Warning  Jobserver and all related Jobserver integrations reached their End of Life in commercial environments in October, 2024. In Collibra Platform for Government and Collibra Platform Self-Hosted environments, they will reach their End of Life on May 30, 2027. For more information, go to Announcements.

Automatic Data Classification via the Cloud Data Classification Platform

When you register a data source, you can store a data profile and sample data. This is required if you want to classify columns in the data set. The Cloud Data Classification Platform predicts the data classes of selected columns and sends them back to Collibra Platform, where you confirm or reject the suggested data classes. The Cloud Data Classification Platform uses your feedback to retrain the platform and improve future data classifications.

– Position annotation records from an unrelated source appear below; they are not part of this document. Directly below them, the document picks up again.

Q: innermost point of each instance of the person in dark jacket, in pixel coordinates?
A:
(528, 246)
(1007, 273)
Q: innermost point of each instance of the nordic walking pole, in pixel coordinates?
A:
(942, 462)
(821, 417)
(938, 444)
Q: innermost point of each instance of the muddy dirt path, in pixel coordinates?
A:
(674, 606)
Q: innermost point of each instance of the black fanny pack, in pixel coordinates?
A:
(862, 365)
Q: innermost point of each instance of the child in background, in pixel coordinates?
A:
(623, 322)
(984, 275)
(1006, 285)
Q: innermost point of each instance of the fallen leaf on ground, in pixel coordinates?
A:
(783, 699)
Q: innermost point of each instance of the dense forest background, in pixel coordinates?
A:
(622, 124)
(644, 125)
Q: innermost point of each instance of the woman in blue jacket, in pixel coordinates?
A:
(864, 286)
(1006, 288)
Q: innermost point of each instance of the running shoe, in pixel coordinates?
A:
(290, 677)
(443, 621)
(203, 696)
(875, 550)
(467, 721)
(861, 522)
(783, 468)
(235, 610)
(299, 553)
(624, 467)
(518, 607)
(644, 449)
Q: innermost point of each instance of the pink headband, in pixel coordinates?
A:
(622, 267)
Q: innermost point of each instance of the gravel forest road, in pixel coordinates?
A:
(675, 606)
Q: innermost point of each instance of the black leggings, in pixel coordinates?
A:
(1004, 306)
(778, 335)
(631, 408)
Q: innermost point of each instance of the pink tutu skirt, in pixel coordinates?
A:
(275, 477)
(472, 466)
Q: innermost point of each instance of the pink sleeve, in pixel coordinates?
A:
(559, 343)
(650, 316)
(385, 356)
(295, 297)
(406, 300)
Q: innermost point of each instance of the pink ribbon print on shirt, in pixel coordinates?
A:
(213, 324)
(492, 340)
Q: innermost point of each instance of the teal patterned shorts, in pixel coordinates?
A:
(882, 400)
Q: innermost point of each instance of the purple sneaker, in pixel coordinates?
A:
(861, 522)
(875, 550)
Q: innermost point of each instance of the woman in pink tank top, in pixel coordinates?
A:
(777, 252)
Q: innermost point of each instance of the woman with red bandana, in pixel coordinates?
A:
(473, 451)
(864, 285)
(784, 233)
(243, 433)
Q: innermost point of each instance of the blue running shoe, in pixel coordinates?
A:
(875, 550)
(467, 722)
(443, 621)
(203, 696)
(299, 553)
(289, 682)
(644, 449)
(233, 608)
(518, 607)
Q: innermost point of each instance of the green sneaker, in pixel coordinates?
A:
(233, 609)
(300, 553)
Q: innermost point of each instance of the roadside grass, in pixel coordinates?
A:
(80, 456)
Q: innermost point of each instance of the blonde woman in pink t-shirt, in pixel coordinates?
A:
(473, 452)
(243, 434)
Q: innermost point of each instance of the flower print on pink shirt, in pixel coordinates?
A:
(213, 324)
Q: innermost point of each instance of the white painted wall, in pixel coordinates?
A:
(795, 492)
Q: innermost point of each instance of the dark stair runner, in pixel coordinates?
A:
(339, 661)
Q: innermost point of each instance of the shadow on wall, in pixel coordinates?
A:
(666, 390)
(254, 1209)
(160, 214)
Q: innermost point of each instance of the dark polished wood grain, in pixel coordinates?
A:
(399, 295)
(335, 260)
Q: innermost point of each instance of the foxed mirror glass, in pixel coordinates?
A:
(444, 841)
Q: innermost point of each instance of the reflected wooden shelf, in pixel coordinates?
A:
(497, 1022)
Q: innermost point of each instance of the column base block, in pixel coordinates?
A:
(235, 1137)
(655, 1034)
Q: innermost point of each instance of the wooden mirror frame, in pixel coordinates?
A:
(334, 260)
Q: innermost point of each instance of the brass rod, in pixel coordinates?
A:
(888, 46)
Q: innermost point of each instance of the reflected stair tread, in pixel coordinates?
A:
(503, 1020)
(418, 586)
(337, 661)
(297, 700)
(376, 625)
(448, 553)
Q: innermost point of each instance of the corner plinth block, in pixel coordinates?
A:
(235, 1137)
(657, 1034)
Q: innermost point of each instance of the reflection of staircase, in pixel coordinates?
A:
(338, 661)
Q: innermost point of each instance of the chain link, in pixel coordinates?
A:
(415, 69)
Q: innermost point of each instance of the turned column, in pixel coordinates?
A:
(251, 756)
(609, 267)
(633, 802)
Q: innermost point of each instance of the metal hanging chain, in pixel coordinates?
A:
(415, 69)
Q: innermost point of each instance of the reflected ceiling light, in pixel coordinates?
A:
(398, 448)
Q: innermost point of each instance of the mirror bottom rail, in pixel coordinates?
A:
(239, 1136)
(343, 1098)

Warning If you want to use the Cloud Data Classification Platform, request it via your Collibra contact or create a support ticket. See also Cloud Data Classification Platform setup.

Limitations

Automatic data classification flow via the Cloud Data Classification Platform

In the following schema, you can see the different steps of an automatic data classification flow via the Cloud Data Classification Platform.

Data Classification flow

Step

Description

You select the columns that you want to classify and send their sample and profiling data to the Cloud Data Classification Platform. See Classify columns
The Cloud Data Classification Platform predicts the data classes of the columns.
The Cloud Data Classification Platform sends the data classes to Collibra.
You provide feedback by accepting or rejecting the predicted data class of each column or by adding your own new classes.
The Cloud Data Classification Platform can predict multiple data classes for one column. If the prediction is accurate, you can accept multiple data classes for one column.

Your data class selections are sent to the Cloud Data Classification Platform .
The Cloud Data Classification Platform stores your selections, along with the associated sample data, to retrain the classification model and improve future classification predictions.